It likely seems like a bit of an understatement- bordering on a “no duh” one even- but knowing your way around materials in a kitchen context is vital. Each type of material is going to have a number of strengths and weaknesses depending on it’s use, so knowing how to utilise each to get the best out of them, and therefore to make your kitchen as productive a space as possible, is one of the most important factors to consider when planning your dream kitchen.
Similarly to our occasional pieces on colour and/or colour theory, we like to shine the spotlight on certain kinds of materials and weigh up their pros and cons, to allow our clientele the opportunity to come to their own conclusions as to what will best suit them. This go around, we’d like to take a little time to talk about Acacia Wood.
A little outside of our usual fare, perhaps, but Acacia Wood is quite interesting. Derived from the Acacia genus of trees and shrubs native to Australia, Acacia Wood is a widely used material in both Kitchens and Bathrooms due to it’s durability. It’s said that even when untreated, Acacia Wood can last for up to forty years before it begins to deteriorate. Specifically, it is incredibly resistant to water damage of any kind, meaning it won’t warp or bend no matter how soaked it becomes.
It is also highly resistant to scratch damage or fungus growth. How is it used in kitchen settings? Well, there are a couple of uses for the material. The most common tends to be as kitchenware- bowls, trays etc.- although it is also sometimes used for furniture and even worktops due to it’s overall sturdiness.
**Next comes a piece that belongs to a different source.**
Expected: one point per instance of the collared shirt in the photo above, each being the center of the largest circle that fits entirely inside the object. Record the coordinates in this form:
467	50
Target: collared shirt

It is worth noting that further care of Acacia Wood is needed, however, to preserve it’s long lasting nature. Items made of Acacia Wood should be kept away from extreme hot and cold temperatures, and it must be hand washed clean.
It might not be the most common material found in German style kitchens, but the natural, warm brown tones of the wood can make for a great contrast to a kitchen predominantly decked out in greys, blacks, and whites. If you’re looking for a modern kitchen with a more homely touch, it’s certainly a material worth looking into!